A study was undertaken to determine the incidence and type of laryngeal injury following long-term oral and nasal endotracheal intubation. Seventeen intensive care unit patients who were intubated from 5 to 9 days were studied. Seven patients had orotracheal intubation; 10 were intubated through the nose. Within 24 hours following extubation or tracheostomy. fiberoptic bronchoscopy was performed to evaluate the extent of laryngeal injury. A grading system used to quantify the degree of injury was based upon presence or absence of: vocal cord ulceration, vocal cord cratering and maceration, ulceration of the arytenoid or corniculate cartilages, ulceration of the glottic surface of the epiglottis, ulceration of the proximal posterior tracheal wall, supraglottic edema, and glottic closing abnormalities.

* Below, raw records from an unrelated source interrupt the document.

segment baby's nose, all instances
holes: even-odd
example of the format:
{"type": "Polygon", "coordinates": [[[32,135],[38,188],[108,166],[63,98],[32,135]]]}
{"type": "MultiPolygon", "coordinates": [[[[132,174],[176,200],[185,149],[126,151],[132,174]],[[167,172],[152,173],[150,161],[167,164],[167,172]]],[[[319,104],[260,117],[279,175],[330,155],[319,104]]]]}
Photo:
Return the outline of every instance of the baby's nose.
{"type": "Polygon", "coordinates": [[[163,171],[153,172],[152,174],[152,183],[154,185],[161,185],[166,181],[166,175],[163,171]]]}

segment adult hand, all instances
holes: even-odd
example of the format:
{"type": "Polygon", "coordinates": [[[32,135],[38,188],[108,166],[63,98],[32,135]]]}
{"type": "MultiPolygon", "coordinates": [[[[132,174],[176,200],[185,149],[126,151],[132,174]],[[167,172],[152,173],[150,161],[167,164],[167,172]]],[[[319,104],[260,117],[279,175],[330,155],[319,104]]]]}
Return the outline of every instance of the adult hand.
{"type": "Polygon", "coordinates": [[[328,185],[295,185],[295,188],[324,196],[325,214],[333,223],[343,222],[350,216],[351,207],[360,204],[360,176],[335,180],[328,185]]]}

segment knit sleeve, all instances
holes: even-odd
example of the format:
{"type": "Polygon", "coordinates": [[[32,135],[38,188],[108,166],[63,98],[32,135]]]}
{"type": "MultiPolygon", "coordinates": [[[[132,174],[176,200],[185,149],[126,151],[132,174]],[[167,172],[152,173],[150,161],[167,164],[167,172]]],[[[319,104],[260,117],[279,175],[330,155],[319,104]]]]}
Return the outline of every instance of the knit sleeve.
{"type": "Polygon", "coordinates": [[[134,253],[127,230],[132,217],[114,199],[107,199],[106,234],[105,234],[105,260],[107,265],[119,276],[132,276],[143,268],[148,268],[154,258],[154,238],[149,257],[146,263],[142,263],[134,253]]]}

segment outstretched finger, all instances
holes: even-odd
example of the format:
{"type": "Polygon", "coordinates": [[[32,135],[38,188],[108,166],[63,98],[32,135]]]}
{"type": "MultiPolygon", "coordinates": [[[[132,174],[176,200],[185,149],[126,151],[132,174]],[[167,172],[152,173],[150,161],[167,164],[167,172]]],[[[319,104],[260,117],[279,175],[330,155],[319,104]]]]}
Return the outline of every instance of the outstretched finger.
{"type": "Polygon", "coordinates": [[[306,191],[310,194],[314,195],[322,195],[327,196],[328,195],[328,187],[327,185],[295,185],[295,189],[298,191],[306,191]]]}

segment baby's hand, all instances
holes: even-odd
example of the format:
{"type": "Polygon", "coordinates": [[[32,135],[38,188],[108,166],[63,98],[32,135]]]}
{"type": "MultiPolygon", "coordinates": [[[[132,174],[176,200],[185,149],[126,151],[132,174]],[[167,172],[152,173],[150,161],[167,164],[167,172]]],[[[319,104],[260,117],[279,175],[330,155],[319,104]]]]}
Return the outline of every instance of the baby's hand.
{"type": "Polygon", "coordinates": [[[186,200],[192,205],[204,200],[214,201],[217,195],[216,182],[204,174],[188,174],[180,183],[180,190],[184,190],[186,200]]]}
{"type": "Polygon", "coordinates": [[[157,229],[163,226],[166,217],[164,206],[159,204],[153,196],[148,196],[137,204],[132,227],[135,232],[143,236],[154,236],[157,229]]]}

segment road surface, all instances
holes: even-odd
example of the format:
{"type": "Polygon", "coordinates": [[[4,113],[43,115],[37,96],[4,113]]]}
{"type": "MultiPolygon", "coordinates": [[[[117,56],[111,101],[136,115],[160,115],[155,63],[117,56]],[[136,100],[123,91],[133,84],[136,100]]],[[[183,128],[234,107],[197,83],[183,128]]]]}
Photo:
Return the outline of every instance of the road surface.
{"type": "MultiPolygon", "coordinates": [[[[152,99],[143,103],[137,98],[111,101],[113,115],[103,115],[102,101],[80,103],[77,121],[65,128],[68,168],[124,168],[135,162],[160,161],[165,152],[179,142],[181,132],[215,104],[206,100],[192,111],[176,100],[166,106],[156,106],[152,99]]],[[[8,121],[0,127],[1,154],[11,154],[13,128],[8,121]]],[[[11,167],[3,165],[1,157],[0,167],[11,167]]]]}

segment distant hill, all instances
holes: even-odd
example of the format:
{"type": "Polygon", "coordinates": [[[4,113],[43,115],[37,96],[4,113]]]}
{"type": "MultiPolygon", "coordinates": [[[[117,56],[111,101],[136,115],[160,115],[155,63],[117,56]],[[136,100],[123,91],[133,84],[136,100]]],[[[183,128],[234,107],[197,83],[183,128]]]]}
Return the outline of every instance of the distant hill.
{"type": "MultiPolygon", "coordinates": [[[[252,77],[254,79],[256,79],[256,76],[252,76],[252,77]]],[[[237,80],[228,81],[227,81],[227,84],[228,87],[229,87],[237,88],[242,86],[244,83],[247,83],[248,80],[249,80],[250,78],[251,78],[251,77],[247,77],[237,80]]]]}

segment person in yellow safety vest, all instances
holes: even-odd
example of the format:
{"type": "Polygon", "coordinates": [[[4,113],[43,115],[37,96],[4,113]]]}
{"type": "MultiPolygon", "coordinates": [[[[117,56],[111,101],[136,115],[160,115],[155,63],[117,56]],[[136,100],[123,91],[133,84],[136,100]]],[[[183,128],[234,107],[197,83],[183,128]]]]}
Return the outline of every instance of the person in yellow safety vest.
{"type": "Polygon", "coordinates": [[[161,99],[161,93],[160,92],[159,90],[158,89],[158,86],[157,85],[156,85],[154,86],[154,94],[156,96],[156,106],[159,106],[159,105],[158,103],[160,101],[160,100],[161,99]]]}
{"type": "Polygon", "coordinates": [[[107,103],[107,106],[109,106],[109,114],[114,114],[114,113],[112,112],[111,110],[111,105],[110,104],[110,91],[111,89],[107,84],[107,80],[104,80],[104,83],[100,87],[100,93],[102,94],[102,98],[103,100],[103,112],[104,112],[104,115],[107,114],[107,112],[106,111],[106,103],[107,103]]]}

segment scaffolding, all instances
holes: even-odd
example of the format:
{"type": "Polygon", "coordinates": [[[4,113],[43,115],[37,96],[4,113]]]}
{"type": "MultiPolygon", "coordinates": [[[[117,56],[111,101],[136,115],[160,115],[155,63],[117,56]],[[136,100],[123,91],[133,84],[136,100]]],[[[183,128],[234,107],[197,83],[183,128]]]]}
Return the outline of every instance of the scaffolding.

A standard lateral skull radiograph was performed on patients who had been nasally intubated. Anatomical measurements were ealculated from these radiographs in an attempt to correlate extreme variations from the normal with an increased incidence of laryngeal pathology. These measurements included calculation of palatal length ahd angulation and the position of the first cervical vertebra in an anterior-posterior position.
Although laryngeal damage was found following intubation by either route, our results showed that long-term oral endotracheal intubations were associated with injury approximately twice as often as were nasal intubations. We found no evidence that palatal length and angulation or position of the first cervical vertebra affected the incidence or type of laryngeal injury following nasotracheal intubation. We recommend nasal intubation over oral intubation in adult patients requiring long-term pulmonary support in whom there are no contraindications to nasotracheal intubation.